The University of Louisville is the home to the state's latest Rhodes Scholar.
Just 32 students nationwide are chosen for academia's most coveted honor each year.
The latest recipient is a young woman from eastern Kentucky who says she nearly didn't make it to college at all.
"Growing up in Rush grounded me in a lot of ways," said Monica Marks, Rhodes Scholar.
23-year-old Marks calls Rush, Kentucky, population 1000, home.
But right now, she calls Istanbul, Turkey home where she's studying on a Fulbright Scholarship.
And soon she'll call Oxford University in England home as a Rhodes Scholar. But she didn't always know that was possible.
"The conversation was never about where you were going to college, as it was with many of my peers. It was if college was even a possibility," said Marks.
“The hills of eastern Kentucky are beautiful, but they often have a way of trapping their residents. And getting beyond that was never an assumption."
Her hometown, in Carter County, had no public library. Her parents never graduated high school and her father worked as a janitor and she was raised a Jehovah’s Witness.

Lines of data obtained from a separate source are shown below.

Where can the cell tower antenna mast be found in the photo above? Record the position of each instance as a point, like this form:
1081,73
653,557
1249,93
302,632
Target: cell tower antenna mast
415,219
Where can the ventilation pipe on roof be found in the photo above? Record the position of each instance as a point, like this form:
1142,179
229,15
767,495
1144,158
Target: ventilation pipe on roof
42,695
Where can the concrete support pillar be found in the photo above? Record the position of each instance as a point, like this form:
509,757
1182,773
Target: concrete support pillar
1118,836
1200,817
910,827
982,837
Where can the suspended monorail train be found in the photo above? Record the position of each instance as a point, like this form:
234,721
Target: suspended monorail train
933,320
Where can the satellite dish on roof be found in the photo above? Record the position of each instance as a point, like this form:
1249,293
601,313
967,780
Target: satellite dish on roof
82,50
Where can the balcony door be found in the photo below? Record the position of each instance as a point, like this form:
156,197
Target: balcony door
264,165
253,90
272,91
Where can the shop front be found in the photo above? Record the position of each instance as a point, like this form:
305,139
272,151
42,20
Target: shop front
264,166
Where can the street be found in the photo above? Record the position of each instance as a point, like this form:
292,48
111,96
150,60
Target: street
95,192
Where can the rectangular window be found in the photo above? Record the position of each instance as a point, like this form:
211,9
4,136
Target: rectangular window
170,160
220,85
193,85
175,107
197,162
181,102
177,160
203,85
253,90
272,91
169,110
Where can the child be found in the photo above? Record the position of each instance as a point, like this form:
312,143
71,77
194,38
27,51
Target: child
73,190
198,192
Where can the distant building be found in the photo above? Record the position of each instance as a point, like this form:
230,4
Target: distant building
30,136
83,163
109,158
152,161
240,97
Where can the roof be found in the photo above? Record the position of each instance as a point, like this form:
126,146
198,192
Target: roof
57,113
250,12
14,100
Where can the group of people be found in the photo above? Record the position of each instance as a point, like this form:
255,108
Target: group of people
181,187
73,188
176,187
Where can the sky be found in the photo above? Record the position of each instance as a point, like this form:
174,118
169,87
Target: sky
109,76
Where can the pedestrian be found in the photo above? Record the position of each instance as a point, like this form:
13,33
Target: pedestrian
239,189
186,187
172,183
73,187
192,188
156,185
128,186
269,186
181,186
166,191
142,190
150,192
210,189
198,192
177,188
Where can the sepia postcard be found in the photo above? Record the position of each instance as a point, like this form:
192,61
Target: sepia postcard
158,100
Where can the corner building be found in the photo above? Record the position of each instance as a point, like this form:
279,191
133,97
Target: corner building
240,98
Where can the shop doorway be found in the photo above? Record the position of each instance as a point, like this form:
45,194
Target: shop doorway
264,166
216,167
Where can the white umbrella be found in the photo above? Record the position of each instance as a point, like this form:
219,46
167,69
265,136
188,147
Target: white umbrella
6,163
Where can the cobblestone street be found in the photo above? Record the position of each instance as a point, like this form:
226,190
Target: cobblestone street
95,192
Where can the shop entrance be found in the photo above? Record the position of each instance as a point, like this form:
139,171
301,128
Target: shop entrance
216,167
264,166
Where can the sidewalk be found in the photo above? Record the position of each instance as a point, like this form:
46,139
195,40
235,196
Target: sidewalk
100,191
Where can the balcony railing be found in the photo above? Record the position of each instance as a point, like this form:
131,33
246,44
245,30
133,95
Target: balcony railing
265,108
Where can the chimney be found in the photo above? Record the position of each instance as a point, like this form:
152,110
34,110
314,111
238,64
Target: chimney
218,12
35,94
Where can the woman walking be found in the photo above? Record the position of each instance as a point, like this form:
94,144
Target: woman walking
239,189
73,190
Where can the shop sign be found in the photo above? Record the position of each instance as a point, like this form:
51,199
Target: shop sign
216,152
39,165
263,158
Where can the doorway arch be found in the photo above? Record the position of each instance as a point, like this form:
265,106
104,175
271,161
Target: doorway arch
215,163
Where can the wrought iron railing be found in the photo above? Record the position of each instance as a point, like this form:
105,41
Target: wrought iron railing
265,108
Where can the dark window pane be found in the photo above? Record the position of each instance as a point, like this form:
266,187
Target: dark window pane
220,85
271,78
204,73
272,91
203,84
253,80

"Really whenever you want to go to college, especially if you want to pursue a long educational track, that's highly discouraged and you'll find yourself shunned by many members of that community if you pursue that course, as I did," she said.
But she had a passion for learning, you can see it in her eyes when she describes her current research track in Turkey.
At 18, she chose to attend the University of Louisville because she simply couldn't afford to go to any of the other schools she was accepted to but she says it may have been the best decision of her life.
“It's a great message to young people across this state," said UofL President Dr. James Ramsey, “Don't let anybody tell you that you can't do it, you can do it.”
And Monica is proof.
Monica will begin her master's program at Oxford in September of next year. She plans to continue her studies of Islamic society and law.